Children Develop Stronger Social Skills

If you have kids or plan to, a pet can meaningfully shape their emotional development. Children who form strong bonds with their pets score higher on measures of empathy and prosocial behavior. They also show greater self-reliance and independent decision-making skills compared to children without pets. These aren’t small differences. A systematic review of the research found that the developmental benefits clustered around social competence, social communication, and the ability to read and respond to others’ emotions.

There’s also an immune system argument for early exposure. Several studies suggest that children exposed to dogs in infancy have roughly a 50% reduced risk of developing asthma by school age, though the evidence isn’t perfectly consistent. A meta-analysis of 12 studies found a 23% reduction in asthma diagnosis for children exposed to dogs early in life. The theory is that early contact with pet-related microbes helps train the immune system to tolerate common allergens rather than overreact to them.

The Real Cost in Money and Time

None of these benefits come free. In 2025, the average U.S. dog owner spends about $2,524 per year on their pet, covering food, veterinary care, grooming, and supplies. Cat owners spend less, around $1,499 per year, but that’s still a significant recurring expense. Emergency vet visits, which aren’t always included in those averages, can easily add $1,000 or more in a single trip.

Time is the other major commitment. Dogs need a minimum of two hours of dedicated social time with people every day, and three to four hours is closer to ideal. That includes walks, play, training, and simply being present and engaged. Dogs that are left alone for long stretches without enrichment develop behavioral problems, from destructive chewing to anxiety-driven barking, which create stress rather than relieve it.

Cats are less demanding on the time front, but they still need daily play, litter box maintenance, and veterinary care. Any pet represents a years-long commitment: 10 to 15 years for most dogs, 12 to 18 for cats. If your schedule, housing, or finances are unstable, the stress of struggling to care for a pet can outweigh the benefits.

Pets Can Also Help at Work

Workplaces that allow dogs report some interesting dynamics. Employees who bring their dogs to work show greater dedication, lower intention to quit, and stronger feelings of control over their workday. They also take more short, restorative breaks, stepping away from their screens to walk or play with their dog, then returning with better focus.

The flip side is real, though. Poorly behaved dogs are a distraction for everyone in the office, not just the owner.
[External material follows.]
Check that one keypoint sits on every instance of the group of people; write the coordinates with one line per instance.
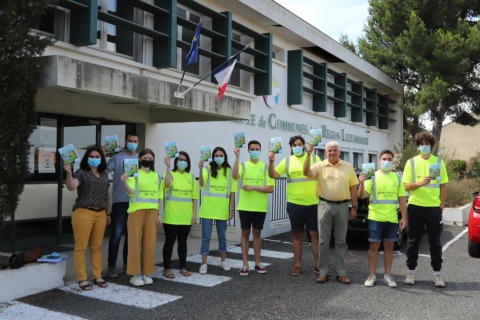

The workplace benefit depends entirely on having a well-trained, calm animal. If your dog barks at strangers or chews on office furniture, bringing them to work creates problems rather than solving them.

Matching the Right Pet to Your Life

The health and emotional benefits of pet ownership are well documented, but they depend on a good fit between the animal and your actual lifestyle. A high-energy dog breed in a small apartment with an owner who works 12-hour shifts is a recipe for frustration on both sides. A cat might be the better choice if your schedule is unpredictable, your space is limited, or you prefer a more independent companion.

Smaller commitments can still deliver real benefits. Fish tanks have been shown to lower heart rate in dental waiting rooms. Even brief interactions with therapy animals produce measurable stress reduction. If you’re drawn to the idea of a pet but uncertain about the commitment, volunteering at a shelter or fostering an animal temporarily lets you experience the benefits before making a permanent decision.